200: C'est sans doute le Domanchin dont parle Sandras de Courtilz dans les Mémoires du comte de Rochefort, p. 341, et dont le nom est cité dans la longue pièce monorime l'Epitaphe du bibliothécaire (le Conservateur, avril 1758, p. 110). Sandras le donne pour «un fameux usurier qui avoit volé pour le moins cinquante mille écus à un gentilhomme nommé Méré.» Le prénom tout israélite de Salomon, qui lui est donné ici, ne répugne ni à la qualité, ni au méfait.

201: Nous ne savons quel est ce monsieur Gilles de Launay, historiographe de France en 1676.

202: Les hôtels garnis furent toujours très nombreux dans ce quartier. Celui qu'on nomme ici et l'hôtel de l'Aigle, qui vient après, ne s'y trouvent plus toutefois. C'étoit encore, à la fin du XVIIe siècle, une mode pour les étrangers de venir loger au faubourg Saint-Germain. Nous lisons dans les Annales de la cour et de Paris pour 1697 et 1698, t. 2, p. 135: «Depuis que la paix étoit faite, il y avoit un si grand abord d'étrangers à Paris que l'on en comptoit quinze ou seize mille dans le faubourg Saint-Germain seulement. Cette affluence y fit tellement renchérir les maisons que celles qui s'y louoient pendant la guerre mille ou douze cents francs y valoient alors cinq cents escus. Le nombre de ces étrangers s'accrut alors bientôt de plus de la moitié, de sorte que, par la supputation qui en fut faite peu de temps après, c'est-à-dire au commencement de l'année suivante, on trouva qu'il y en avoit plus de trente-six mille dans ce seul faubourg.»—Dulaure, dans sa Nouvelle description des curiosités de Paris, 1785, in-12, t. 1, p. 327, cite, dans la seule rue Jacob, trois hôtels parmi les plus excellents de Paris: l'hôtel de Danemarck, l'hôtel d'Yorck, l'hôtel du Prince de Galles. Ce dernier, comme nous le voyons sur le plan de Maire, étoit très vaste: ses jardins alloient jusqu'à la rue des Marais. Le maître de l'hôtel d'Yorck parloit anglais, et il y avoit tout proche un café ou l'on étoit servi à l'angloise. Toutes ces commodités furent sans doute cause que Sterne se logea dans cette même rue quand il vint à Paris. L'hôtel de Modène, où il descendit, s'y trouvoit, en face de la rue des Deux-Anges. V. Paulin Crassous, le Voyage sentimental, traduit en françois, Paris, 1801, pet. in-18, t. 3, p. 146.—La rue des Deux-Anges devoit peut-être elle-même son nom à une hôtellerie. Il s'en trouvoit déjà une portant cette enseigne sur le quai du Louvre. V. les Mém. de Monglat, collect. Petitot, 2e série, t. 51, p. 268.

203: Il descendoit de Louis de Lasseré, proviseur du collége de Navarre, dont le portrait se voyoit sur les vitraux de la chapelle de ce collége.

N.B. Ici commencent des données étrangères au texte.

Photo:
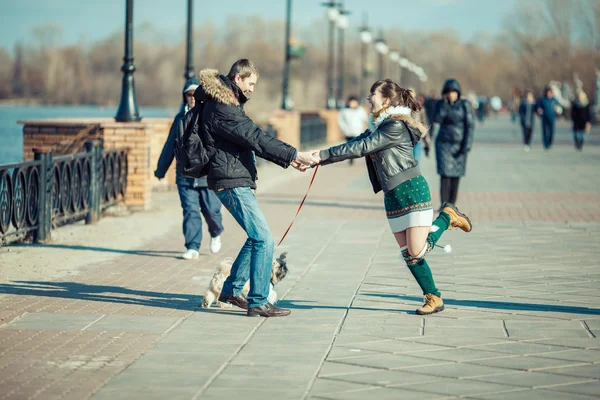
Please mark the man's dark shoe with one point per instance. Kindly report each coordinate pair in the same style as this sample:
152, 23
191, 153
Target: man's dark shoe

Celui qui est nommé ici, fort savant homme et du meilleur monde, mourut au Temple en 1754, à quatre-vingt-quatre ans. V. Piganiol, t. 5, p. 188-190.

204: C'est le de la Haye chez lequel nous avons vu la reine Marguerite chercher un asile à Issy contre la peste. V. plus haut, p. 134, note.—Les seigneurs de Vaudetart avoient leur sépulture dans l'église d'Issy. (Piganiol, t. 9, p. 256.)

205: Ce la Chevalerie, qui a tant de fois été nommé comme mandataire de des Yveteaux, étoit d'une famille huguenote, qui passa en Prusse vers la fin du XVIIe siècle, et de laquelle se trouvoit être Mme de la Chevalerie morte à Berlin en 1736. (Ducatiana, t. 1, p. 56.)—Celui dont il est parlé ici tenoit par les femmes à la famille de la mère de Boileau. V. Berriat S.-Prix, Œuvres de Boileau, t. 4, p. 442.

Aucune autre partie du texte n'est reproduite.